Advanced Pattern Matching with Regular Expressions in DB2 11.1 for LUW

Regular expressions are an integral part of the pattern matching features in all manner of sophisticated software, including operating system commands, text editors, programming languages, and even database engines. As of DB2 11.1 for Linux, UNIX, and Windows (and DB2 for i 7.1 TR9), regular expressions are finally available in DB2 as built-in SQL functions that don't rely on XQuery wrappers or external routines (Java or otherwise). Using sample queries from DB2 11.1 Fix Pack 1 for Windows, this article demonstrates DB2's new, built-in regular expression (REGEXP) functions and offers some points to consider when retrofitting your SQL workload to take advantage of them.

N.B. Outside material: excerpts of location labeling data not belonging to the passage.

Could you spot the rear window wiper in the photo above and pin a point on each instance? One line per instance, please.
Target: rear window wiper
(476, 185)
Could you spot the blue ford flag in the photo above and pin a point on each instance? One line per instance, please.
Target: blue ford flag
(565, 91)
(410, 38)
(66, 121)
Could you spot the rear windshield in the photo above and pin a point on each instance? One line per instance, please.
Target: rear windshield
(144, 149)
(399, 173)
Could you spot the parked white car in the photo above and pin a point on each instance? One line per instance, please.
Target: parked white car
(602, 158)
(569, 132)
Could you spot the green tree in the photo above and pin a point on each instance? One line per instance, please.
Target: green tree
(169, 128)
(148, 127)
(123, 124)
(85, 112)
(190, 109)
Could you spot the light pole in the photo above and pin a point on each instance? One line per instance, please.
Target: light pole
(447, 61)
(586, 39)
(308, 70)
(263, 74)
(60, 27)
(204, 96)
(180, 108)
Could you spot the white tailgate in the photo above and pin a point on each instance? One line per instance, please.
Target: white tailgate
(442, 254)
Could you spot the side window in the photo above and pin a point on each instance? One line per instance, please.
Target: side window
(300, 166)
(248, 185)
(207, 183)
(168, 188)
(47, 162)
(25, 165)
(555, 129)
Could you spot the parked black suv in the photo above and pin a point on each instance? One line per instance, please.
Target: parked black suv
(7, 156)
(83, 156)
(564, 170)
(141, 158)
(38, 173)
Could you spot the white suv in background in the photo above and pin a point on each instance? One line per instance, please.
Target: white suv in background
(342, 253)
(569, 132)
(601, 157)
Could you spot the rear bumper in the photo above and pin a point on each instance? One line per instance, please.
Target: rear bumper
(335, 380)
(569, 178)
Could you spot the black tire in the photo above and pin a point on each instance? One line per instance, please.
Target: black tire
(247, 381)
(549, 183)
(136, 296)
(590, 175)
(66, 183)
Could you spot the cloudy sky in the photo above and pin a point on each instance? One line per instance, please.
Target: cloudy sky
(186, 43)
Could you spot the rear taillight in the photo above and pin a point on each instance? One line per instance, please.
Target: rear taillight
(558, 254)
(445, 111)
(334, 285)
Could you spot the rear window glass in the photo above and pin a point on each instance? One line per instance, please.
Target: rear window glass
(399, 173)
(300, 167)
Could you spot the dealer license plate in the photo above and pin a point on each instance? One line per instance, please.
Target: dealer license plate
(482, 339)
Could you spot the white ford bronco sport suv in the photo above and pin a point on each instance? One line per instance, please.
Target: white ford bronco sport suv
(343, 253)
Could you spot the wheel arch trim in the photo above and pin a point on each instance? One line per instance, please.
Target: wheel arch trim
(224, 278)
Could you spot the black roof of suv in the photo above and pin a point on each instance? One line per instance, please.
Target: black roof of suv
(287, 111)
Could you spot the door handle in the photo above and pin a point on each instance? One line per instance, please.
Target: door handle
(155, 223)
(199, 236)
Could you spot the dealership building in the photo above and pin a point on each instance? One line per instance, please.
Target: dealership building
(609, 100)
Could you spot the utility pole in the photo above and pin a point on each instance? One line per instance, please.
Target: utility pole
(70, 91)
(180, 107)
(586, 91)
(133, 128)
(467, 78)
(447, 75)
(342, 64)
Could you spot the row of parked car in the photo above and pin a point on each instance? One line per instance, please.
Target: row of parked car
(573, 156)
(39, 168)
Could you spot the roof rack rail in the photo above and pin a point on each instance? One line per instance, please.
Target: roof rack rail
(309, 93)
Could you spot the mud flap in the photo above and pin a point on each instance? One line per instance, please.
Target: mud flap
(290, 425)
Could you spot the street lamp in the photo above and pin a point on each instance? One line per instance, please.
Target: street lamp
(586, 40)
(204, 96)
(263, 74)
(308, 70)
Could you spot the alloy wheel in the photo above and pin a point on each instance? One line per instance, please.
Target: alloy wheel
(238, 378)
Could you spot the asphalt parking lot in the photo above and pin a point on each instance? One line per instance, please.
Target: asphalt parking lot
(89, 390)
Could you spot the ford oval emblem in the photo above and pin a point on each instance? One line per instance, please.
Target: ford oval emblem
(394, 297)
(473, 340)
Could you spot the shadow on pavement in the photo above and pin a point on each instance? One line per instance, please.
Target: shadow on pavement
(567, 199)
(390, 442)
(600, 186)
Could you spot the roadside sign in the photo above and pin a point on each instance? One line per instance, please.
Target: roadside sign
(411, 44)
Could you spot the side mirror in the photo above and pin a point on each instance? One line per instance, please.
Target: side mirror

All of the regular expression patterns in this article are linked to descriptive SVG diagrams generated by Regexper, a helpful online tool created by Jeff Avallone. I highly recommend Regexper for explaining and documenting the regex patterns in your project.

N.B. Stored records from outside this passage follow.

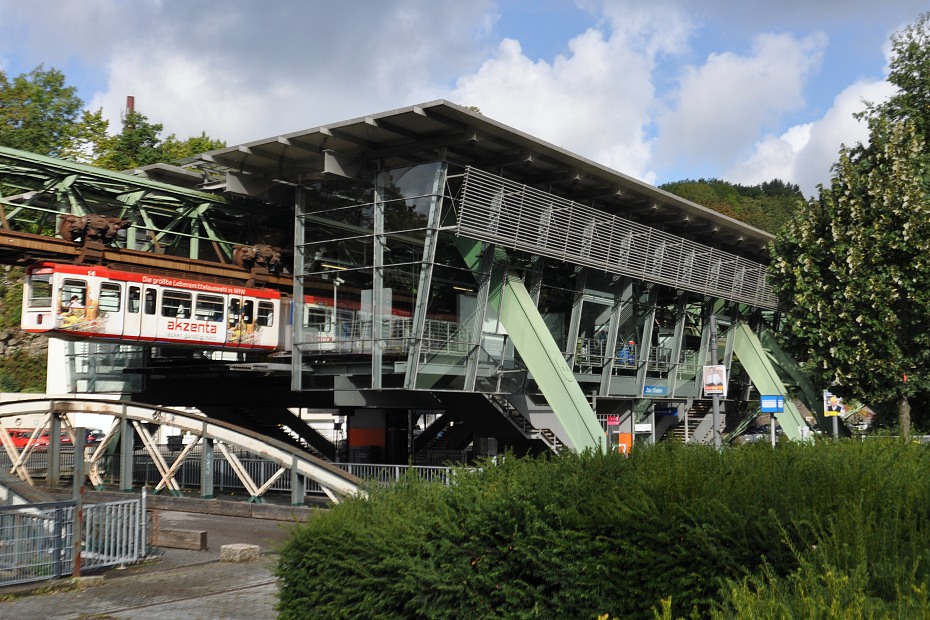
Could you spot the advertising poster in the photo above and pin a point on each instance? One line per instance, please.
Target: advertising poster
(715, 380)
(833, 405)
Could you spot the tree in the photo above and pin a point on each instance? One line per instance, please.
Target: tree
(38, 111)
(89, 139)
(853, 271)
(767, 206)
(176, 151)
(136, 145)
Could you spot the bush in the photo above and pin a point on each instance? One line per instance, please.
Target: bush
(672, 531)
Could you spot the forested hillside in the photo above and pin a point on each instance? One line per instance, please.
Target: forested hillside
(767, 206)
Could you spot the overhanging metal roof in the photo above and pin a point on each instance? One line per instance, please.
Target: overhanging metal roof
(443, 130)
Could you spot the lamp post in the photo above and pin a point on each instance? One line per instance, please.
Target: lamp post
(335, 322)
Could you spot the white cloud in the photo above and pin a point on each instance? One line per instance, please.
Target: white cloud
(596, 101)
(804, 154)
(722, 106)
(251, 70)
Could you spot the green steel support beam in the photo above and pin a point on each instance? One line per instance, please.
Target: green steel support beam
(539, 351)
(812, 397)
(748, 348)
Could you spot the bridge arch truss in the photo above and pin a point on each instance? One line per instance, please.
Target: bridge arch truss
(130, 419)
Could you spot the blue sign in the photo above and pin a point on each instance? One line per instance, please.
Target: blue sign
(773, 404)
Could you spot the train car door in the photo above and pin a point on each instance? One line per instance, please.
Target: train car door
(149, 319)
(132, 317)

Functions to match, count, and replace text patterns

The REGEXP functions are scalar SQL functions in the SYSIBM schema that take in an input string, a regex pattern, and other parameters that vary by function. They closely resemble the regular expression functions first introduced in Oracle 10g Release 1.

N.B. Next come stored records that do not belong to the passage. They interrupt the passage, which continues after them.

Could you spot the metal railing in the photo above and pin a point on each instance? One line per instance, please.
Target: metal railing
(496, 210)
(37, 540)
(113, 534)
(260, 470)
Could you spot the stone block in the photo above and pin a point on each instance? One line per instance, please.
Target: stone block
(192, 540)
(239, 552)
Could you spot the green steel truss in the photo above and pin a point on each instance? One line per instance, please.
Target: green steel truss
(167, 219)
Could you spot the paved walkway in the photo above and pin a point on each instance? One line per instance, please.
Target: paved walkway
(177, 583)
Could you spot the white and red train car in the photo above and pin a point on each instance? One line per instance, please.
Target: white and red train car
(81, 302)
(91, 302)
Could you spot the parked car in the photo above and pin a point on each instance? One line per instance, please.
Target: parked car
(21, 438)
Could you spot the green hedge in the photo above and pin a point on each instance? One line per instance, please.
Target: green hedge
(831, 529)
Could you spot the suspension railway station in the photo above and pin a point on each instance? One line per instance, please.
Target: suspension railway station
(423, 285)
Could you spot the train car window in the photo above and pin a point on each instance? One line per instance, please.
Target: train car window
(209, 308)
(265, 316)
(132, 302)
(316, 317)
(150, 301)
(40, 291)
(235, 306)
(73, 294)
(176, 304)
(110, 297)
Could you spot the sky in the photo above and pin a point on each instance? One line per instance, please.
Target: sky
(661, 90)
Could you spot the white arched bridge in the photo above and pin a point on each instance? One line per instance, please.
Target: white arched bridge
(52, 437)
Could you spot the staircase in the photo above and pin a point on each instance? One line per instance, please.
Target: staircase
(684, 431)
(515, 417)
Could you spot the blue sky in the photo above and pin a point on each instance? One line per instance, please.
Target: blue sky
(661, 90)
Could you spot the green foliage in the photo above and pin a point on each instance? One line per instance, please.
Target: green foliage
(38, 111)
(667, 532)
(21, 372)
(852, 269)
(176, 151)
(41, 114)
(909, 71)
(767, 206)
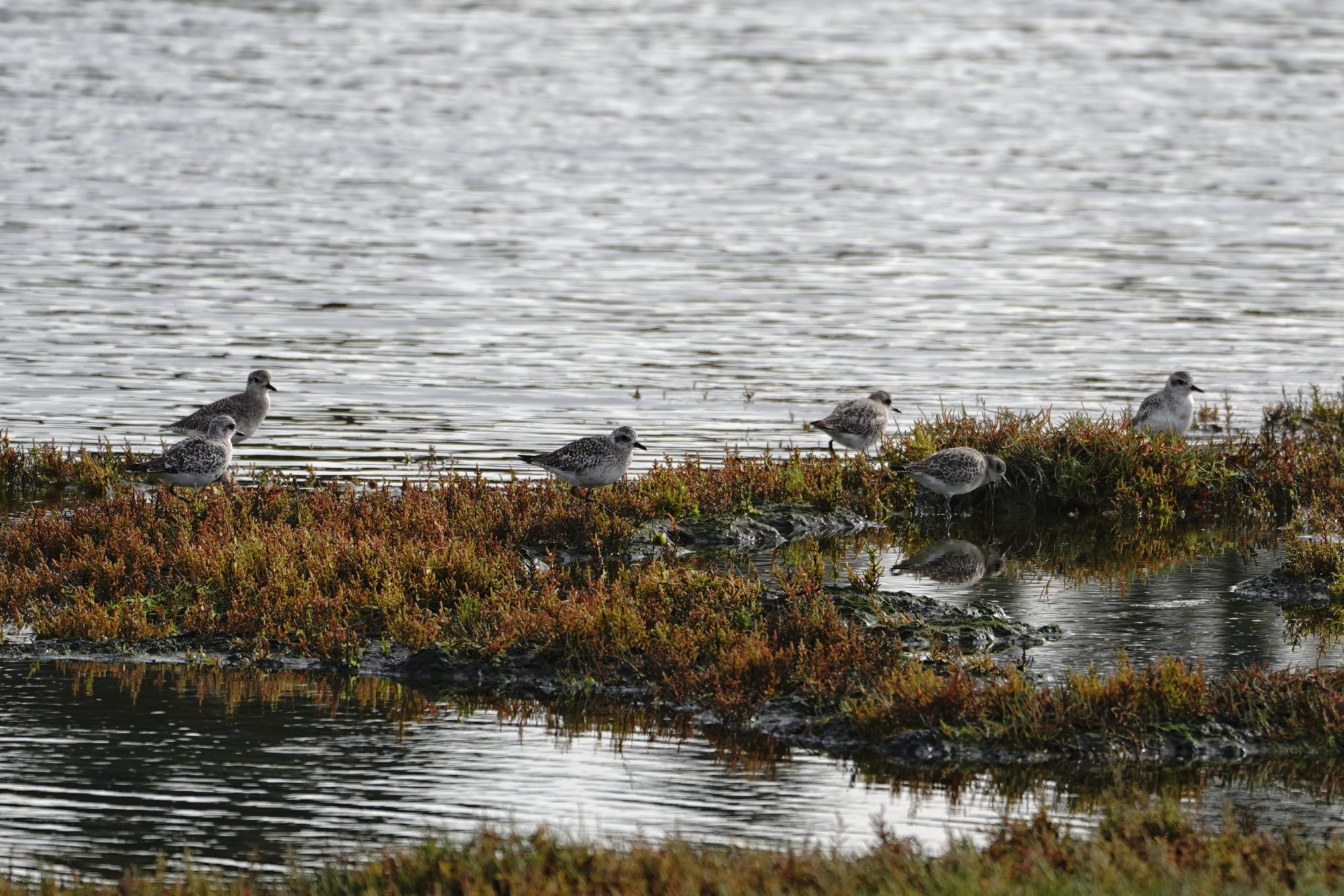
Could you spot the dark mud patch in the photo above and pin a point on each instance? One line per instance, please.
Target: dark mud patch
(921, 621)
(790, 722)
(1286, 590)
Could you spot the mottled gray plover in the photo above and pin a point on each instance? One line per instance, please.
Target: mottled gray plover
(248, 409)
(1171, 410)
(196, 461)
(859, 422)
(591, 463)
(955, 472)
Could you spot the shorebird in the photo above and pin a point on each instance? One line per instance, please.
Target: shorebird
(859, 422)
(956, 472)
(248, 409)
(593, 461)
(196, 461)
(1171, 410)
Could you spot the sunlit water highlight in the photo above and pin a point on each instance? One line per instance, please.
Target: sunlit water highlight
(487, 228)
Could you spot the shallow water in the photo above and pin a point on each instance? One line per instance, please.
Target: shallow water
(103, 766)
(486, 228)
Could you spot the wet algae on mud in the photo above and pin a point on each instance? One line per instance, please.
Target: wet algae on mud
(521, 585)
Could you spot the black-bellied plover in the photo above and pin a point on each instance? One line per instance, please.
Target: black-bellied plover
(859, 422)
(248, 409)
(593, 461)
(955, 472)
(196, 461)
(1173, 410)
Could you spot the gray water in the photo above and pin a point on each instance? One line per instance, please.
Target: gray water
(485, 228)
(101, 770)
(493, 228)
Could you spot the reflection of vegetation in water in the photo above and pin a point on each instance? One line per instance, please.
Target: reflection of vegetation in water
(1060, 787)
(1138, 847)
(275, 690)
(1320, 621)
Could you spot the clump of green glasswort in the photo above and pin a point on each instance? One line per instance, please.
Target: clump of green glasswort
(41, 468)
(1138, 848)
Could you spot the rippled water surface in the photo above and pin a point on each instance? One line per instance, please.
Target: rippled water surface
(106, 766)
(489, 228)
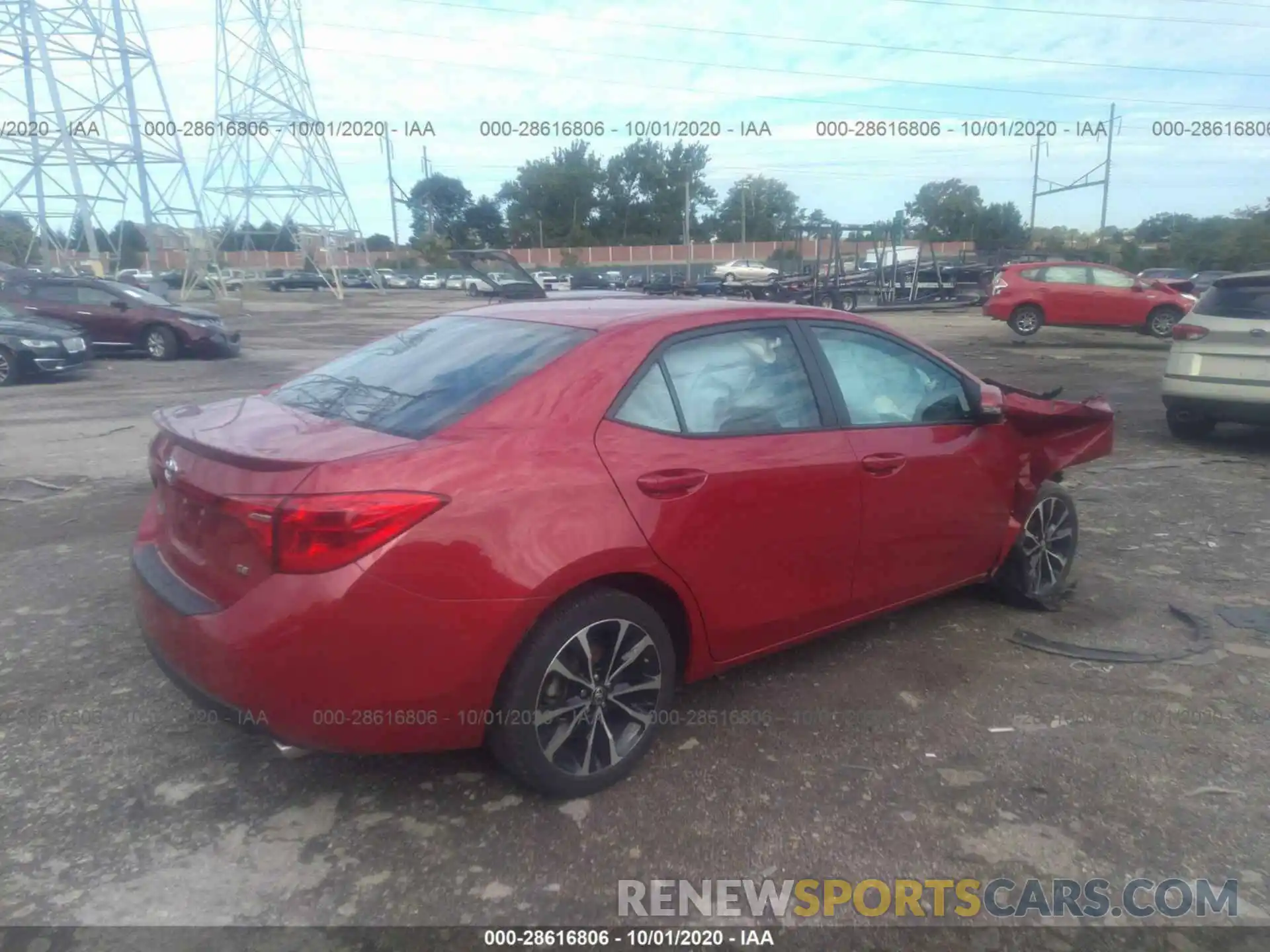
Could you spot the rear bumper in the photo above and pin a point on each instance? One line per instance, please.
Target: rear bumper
(337, 662)
(1221, 409)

  • Pattern matching (returns a boolean result)
  • Extracting/transforming a pattern (returns a string result)

IBM's regular expression cheat sheet for DB2

DB2's regular expression syntax is based on POSIX Extended Regular Expressions, a widely implemented IEEE standard. This grammar is quite versatile and puts a tremendous amount of regular expression capability directly into DB2's SQL engine. The IBM Knowledge Center for DB2 11.1 has a detailed list of the control characters that can be used when building regular expression patterns. Control characters and their behavior can vary between regular expression engines, so it's best to refer to the DB2-specific page when working with the REGEXP functions. In case the Knowledge Center URL changes for that page, the list of control characters can also be found by searching that site for "regular expression control characters."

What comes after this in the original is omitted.